Defenisi jarimah tersebut sejalan dengan defenisi Tindak pidana dalam hukum positif. menurut Simons defenisi Tindak pidana dalam hukum pidana barat adalah suatu perbuatan manusia yang diancam dengan pidana, melawan hukum, dilakukan dengan kesalahan oleh orang yang mampu bertanggungjawab. Perbuatan tersebut bisa bermakna positif maupun negatif artinya ia bisa berbuat sesuatu, atau tidak berbuat sesuatu atau membiarkannya
Secara garis besar kita bisa
meninjau jarimah dari beberapa segi, antara lain:
- Jarimah Ditinjau
Dari Segi Berat Ringannya Hukuman
Para ulama membagi masalah jinayah dari
segi berat ringannya hukuman menjadi tiga bagian, antara lain:
a. Jarimah Hudud
Jarimah hudud adalah jarimah yang diancam dengan had.
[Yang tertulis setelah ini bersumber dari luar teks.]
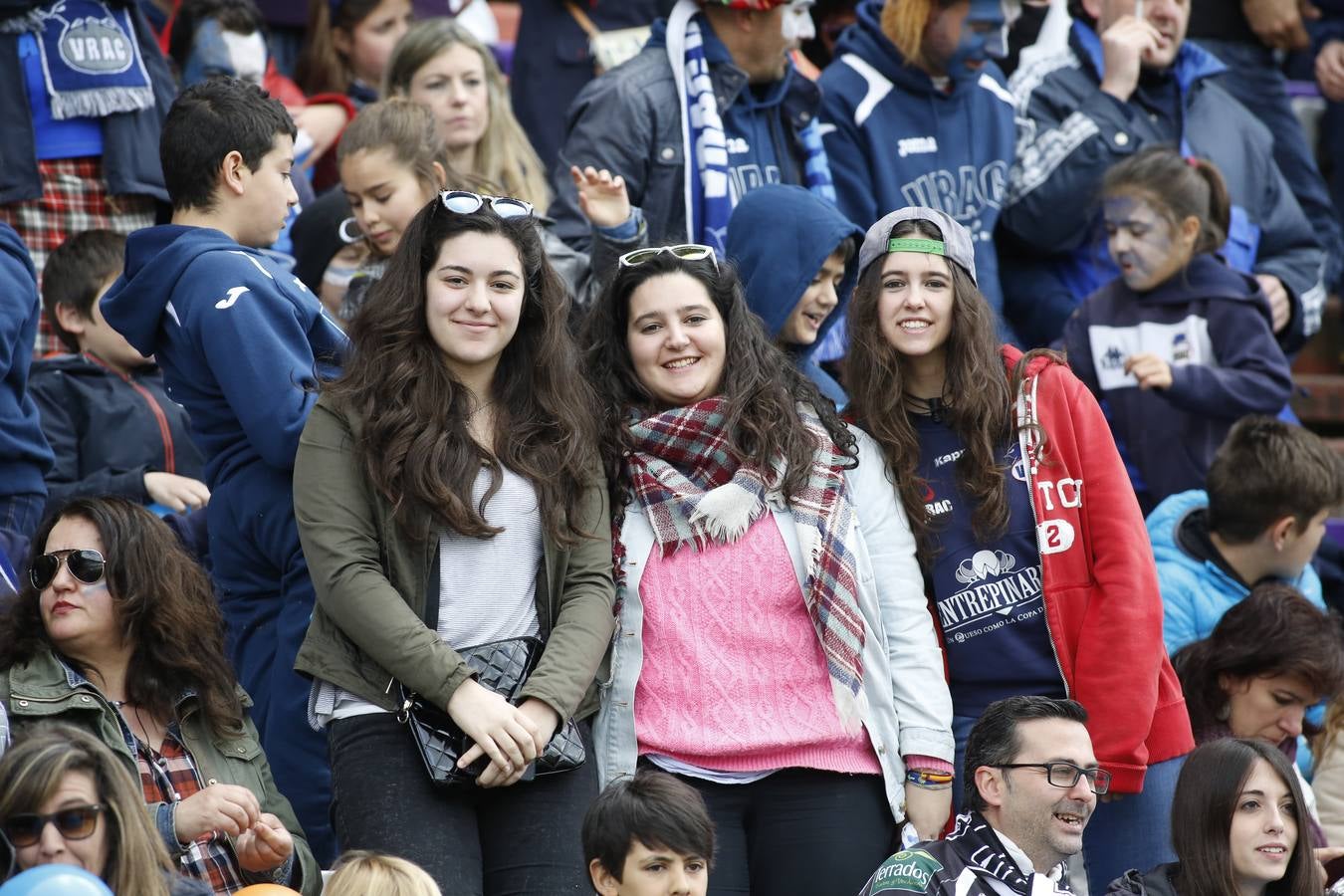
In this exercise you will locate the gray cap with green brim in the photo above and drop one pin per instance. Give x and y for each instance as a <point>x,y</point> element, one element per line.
<point>955,245</point>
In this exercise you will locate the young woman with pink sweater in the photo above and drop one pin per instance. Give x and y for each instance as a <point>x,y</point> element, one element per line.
<point>773,645</point>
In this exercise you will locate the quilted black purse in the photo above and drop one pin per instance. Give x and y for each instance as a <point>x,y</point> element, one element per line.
<point>503,666</point>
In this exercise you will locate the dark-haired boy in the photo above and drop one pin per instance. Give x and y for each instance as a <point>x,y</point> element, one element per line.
<point>104,408</point>
<point>242,344</point>
<point>1269,492</point>
<point>648,835</point>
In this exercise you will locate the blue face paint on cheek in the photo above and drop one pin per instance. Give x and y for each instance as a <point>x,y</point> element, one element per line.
<point>984,35</point>
<point>208,55</point>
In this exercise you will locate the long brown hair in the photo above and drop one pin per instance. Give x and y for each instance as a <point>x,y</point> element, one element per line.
<point>1207,795</point>
<point>33,772</point>
<point>763,387</point>
<point>164,606</point>
<point>415,445</point>
<point>976,388</point>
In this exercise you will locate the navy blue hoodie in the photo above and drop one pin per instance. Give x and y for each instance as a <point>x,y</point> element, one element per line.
<point>894,138</point>
<point>110,429</point>
<point>779,237</point>
<point>24,457</point>
<point>1213,326</point>
<point>241,341</point>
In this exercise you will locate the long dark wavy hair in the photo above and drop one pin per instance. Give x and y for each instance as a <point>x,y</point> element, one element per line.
<point>415,445</point>
<point>1273,631</point>
<point>978,392</point>
<point>164,606</point>
<point>761,385</point>
<point>1207,796</point>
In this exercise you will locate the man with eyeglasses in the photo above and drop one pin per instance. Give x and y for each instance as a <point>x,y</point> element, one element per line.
<point>1031,784</point>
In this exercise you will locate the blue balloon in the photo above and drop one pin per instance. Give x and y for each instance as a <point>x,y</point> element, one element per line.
<point>56,880</point>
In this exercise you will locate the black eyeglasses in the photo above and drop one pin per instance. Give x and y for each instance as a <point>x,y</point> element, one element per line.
<point>1066,774</point>
<point>85,564</point>
<point>686,251</point>
<point>465,202</point>
<point>73,822</point>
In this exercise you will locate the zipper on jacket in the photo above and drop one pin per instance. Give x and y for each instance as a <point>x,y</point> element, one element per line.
<point>164,430</point>
<point>1027,416</point>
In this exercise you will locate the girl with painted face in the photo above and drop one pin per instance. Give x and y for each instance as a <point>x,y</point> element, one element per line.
<point>1179,345</point>
<point>773,646</point>
<point>1239,825</point>
<point>448,496</point>
<point>1032,547</point>
<point>65,798</point>
<point>118,633</point>
<point>442,66</point>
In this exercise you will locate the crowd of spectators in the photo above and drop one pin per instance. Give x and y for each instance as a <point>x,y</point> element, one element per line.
<point>699,446</point>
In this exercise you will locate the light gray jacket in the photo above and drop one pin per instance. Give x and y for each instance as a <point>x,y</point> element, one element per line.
<point>909,708</point>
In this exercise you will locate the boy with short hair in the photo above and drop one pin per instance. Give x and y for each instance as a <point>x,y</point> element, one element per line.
<point>242,344</point>
<point>104,408</point>
<point>648,835</point>
<point>1269,492</point>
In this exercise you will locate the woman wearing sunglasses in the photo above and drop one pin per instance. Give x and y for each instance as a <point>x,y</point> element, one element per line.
<point>117,631</point>
<point>775,649</point>
<point>1029,537</point>
<point>65,798</point>
<point>448,496</point>
<point>1239,825</point>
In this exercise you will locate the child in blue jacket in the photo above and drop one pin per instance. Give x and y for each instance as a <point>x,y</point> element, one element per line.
<point>242,344</point>
<point>1180,345</point>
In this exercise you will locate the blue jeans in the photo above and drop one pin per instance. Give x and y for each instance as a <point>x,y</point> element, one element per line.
<point>1135,831</point>
<point>1254,80</point>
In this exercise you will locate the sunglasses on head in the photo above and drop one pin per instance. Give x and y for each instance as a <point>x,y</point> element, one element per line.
<point>85,564</point>
<point>73,822</point>
<point>465,202</point>
<point>686,251</point>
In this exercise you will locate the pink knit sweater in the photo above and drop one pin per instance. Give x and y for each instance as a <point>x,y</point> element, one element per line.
<point>734,677</point>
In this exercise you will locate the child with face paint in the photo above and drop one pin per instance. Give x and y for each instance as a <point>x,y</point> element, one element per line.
<point>1179,345</point>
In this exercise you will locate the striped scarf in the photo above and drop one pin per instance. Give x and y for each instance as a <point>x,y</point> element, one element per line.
<point>696,492</point>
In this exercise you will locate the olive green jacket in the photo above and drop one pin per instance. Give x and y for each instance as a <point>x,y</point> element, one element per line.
<point>42,691</point>
<point>372,584</point>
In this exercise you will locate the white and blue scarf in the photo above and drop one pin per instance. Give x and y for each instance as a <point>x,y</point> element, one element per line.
<point>707,185</point>
<point>91,60</point>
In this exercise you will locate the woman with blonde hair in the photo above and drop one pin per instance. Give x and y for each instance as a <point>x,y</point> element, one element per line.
<point>445,68</point>
<point>363,873</point>
<point>66,799</point>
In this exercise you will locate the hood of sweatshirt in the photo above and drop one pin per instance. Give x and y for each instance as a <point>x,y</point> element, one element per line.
<point>779,238</point>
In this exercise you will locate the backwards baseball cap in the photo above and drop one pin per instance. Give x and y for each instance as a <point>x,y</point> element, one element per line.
<point>955,245</point>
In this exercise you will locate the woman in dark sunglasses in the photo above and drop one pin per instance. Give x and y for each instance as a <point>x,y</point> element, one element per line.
<point>448,496</point>
<point>65,798</point>
<point>118,633</point>
<point>775,646</point>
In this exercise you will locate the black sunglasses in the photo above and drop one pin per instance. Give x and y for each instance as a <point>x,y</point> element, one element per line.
<point>73,822</point>
<point>85,564</point>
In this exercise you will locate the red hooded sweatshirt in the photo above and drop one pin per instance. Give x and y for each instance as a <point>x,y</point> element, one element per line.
<point>1102,603</point>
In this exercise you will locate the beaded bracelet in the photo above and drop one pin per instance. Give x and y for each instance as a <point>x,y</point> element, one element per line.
<point>930,780</point>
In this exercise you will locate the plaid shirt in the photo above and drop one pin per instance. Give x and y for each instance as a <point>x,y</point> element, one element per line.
<point>169,777</point>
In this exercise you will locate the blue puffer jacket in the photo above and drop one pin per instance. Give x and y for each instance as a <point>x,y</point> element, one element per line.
<point>1070,133</point>
<point>1197,592</point>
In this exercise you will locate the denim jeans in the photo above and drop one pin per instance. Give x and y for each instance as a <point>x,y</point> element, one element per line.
<point>1133,831</point>
<point>797,830</point>
<point>1255,81</point>
<point>473,841</point>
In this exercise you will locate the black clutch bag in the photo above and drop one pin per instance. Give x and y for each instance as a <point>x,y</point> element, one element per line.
<point>503,666</point>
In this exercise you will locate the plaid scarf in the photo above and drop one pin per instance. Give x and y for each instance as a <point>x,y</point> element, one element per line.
<point>696,492</point>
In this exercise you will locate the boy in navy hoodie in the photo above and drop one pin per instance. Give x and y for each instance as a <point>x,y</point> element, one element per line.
<point>242,344</point>
<point>104,408</point>
<point>24,457</point>
<point>797,258</point>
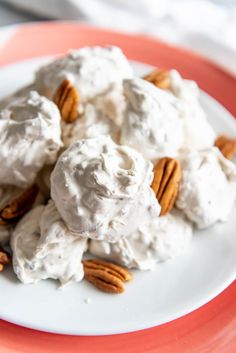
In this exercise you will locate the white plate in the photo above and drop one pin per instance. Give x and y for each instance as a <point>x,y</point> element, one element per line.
<point>172,290</point>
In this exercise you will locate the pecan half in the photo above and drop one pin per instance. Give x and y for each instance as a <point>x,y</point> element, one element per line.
<point>67,99</point>
<point>19,206</point>
<point>167,176</point>
<point>106,276</point>
<point>4,259</point>
<point>160,78</point>
<point>226,145</point>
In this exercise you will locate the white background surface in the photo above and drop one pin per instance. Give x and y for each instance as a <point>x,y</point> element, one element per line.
<point>206,26</point>
<point>173,289</point>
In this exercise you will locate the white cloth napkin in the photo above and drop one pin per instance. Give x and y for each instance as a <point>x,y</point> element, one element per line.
<point>206,26</point>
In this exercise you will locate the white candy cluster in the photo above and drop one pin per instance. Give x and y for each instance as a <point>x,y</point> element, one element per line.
<point>97,171</point>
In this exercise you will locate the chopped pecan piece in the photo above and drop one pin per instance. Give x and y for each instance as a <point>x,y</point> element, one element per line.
<point>67,99</point>
<point>160,78</point>
<point>106,276</point>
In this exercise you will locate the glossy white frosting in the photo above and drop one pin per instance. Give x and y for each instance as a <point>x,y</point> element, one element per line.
<point>43,247</point>
<point>151,120</point>
<point>102,190</point>
<point>29,138</point>
<point>163,238</point>
<point>197,130</point>
<point>208,186</point>
<point>92,70</point>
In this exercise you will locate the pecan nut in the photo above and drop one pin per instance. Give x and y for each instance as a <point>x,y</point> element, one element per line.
<point>226,145</point>
<point>167,176</point>
<point>160,78</point>
<point>4,259</point>
<point>67,99</point>
<point>19,206</point>
<point>106,276</point>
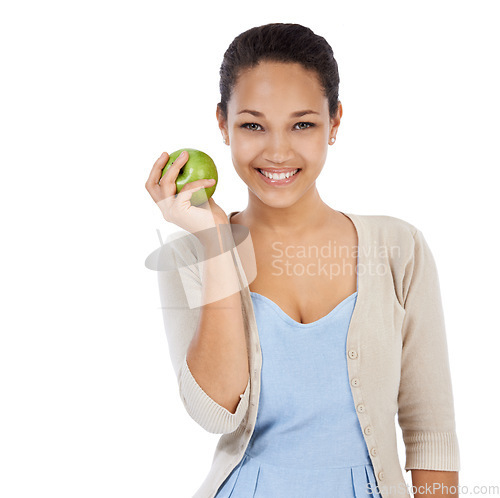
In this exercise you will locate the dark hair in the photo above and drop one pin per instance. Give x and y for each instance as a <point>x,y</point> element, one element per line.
<point>280,42</point>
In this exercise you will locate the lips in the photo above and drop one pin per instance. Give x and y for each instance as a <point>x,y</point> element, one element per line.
<point>283,181</point>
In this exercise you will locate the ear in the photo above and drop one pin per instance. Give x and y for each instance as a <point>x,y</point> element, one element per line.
<point>335,122</point>
<point>222,122</point>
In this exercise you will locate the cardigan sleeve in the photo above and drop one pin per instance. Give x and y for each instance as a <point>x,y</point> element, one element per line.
<point>425,401</point>
<point>180,286</point>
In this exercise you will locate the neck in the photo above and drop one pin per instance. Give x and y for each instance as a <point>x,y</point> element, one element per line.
<point>305,216</point>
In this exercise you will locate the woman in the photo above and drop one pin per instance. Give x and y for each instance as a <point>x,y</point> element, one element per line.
<point>303,364</point>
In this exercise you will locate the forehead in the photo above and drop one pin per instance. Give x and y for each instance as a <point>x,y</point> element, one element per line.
<point>273,85</point>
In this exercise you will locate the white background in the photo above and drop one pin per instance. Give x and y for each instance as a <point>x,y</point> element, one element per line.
<point>93,92</point>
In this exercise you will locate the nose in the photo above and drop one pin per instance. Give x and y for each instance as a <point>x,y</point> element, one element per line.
<point>277,149</point>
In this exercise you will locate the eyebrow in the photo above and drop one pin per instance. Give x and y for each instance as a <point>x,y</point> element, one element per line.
<point>296,114</point>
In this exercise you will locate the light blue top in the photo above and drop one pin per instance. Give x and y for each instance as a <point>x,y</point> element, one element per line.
<point>307,439</point>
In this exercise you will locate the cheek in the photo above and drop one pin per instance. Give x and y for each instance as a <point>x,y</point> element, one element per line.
<point>244,150</point>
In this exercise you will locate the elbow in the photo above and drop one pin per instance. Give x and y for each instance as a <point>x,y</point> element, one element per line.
<point>206,412</point>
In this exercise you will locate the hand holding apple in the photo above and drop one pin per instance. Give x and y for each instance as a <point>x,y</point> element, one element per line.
<point>175,204</point>
<point>199,166</point>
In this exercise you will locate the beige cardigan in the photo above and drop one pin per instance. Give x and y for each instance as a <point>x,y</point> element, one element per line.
<point>396,353</point>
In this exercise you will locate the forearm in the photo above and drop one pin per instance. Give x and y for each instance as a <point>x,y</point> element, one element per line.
<point>435,483</point>
<point>217,356</point>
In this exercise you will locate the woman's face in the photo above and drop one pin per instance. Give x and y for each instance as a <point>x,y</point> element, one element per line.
<point>278,120</point>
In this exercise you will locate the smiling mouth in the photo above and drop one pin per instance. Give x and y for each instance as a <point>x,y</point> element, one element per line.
<point>277,174</point>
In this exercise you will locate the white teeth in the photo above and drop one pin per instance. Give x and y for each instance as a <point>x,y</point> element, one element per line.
<point>279,176</point>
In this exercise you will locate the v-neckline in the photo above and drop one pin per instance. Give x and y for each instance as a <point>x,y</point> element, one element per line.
<point>358,281</point>
<point>288,319</point>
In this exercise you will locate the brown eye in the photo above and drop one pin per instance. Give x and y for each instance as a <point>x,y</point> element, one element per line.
<point>308,125</point>
<point>247,125</point>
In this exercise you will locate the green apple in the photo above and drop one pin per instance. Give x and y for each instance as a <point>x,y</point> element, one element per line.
<point>199,166</point>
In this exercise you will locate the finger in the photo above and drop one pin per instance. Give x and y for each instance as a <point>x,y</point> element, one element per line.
<point>204,182</point>
<point>173,170</point>
<point>155,174</point>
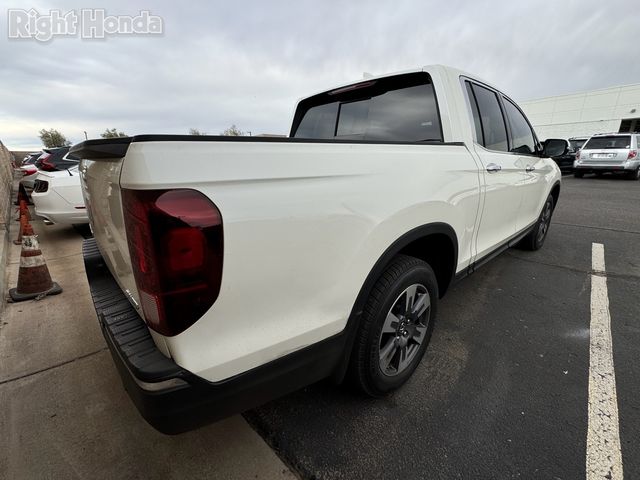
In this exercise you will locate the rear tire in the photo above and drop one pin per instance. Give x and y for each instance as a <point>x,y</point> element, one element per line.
<point>395,327</point>
<point>536,237</point>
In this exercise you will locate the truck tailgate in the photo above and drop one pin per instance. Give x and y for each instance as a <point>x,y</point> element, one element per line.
<point>100,180</point>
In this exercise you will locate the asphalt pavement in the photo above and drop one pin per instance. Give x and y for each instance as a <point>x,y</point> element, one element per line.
<point>63,411</point>
<point>503,390</point>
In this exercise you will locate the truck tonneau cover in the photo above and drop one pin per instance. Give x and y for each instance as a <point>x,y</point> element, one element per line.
<point>99,149</point>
Pengertian
hukuman had adalah hukuman yang telah ditentukan oleh syara’ dan menjadi
hak Allah (hak masyarakat). Artinya jarimah had itu telah ditentukan bentuk (jumlahnya) dan
juga hukumannya secara jelas, baik
melalui melalui Al-quran maupun As-Sunnah. Jarimah-jarimah yang
menyangkut hak tuhan pada prinsipnya adalah jarimah yang
menyangkut masyarakat banyak, yaitu untuk memelihara kepentingan, ketentraman
dan keamanan masyarakat. Oleh karena itu,
hak tuhan identik dengan hak mayarakat, maka hukuman ini tidak dikenal
pemaafan atas pembuat jarimah baik oleh perseorangan yang menjadi korban
jarimah maupun oleh Negara.
Dalam hubungannya dengan hukuman had pengertian hak Allah
ialah bahwa hukuman tersebut tidak bisa dihapuskan oleh perseorangan (orang
yang menjadi korban atau keluarganya) atau oleh masyarakat yang diwakili oleh
Negara. Adapun macam-macam jarimah hudud antara lain: perzinahan, qadzaf,
khamr (minim-minuman keras), sariqah (pencurian), hirabah
(pembegalan), al-baghyu (pemberontakan), riddah (murtad).
b. Jarimah Qishas dan Diyat
Secara etimologis qishash berasal dari kata (- يقص- قصصا قص) yang berarti mengikuti menelusuri jejak atau langkah. Adapun arti qishash secara terminologi yang dikemukakan oleh Al-Jurjani yaitu mengenakan sebuah tindakan kepada pelaku persis seperti tindakan yang dilakukan (sanksi hukum) kepada pelaku persis seperti tindakan yang dilakukan oleh pelaku tersebut (terhadap korban).
Jarimah qishas dan diyat adalah jarimah yang telah ditentukan oleh Syara’ dan tidak ada batas minimal atau maksimal. Perbedaannya dengan hukuman had adalah bahwa had merupakan hak Allah (hak masyarakat), sedangkan qishas dan diyat adalah hak manusia (individu). Adapun yang dimaksud dengan hak manusia menurut Mahmud Syaltut ialah suatu hak yang manfaatnya kembali kepada orang tertentu.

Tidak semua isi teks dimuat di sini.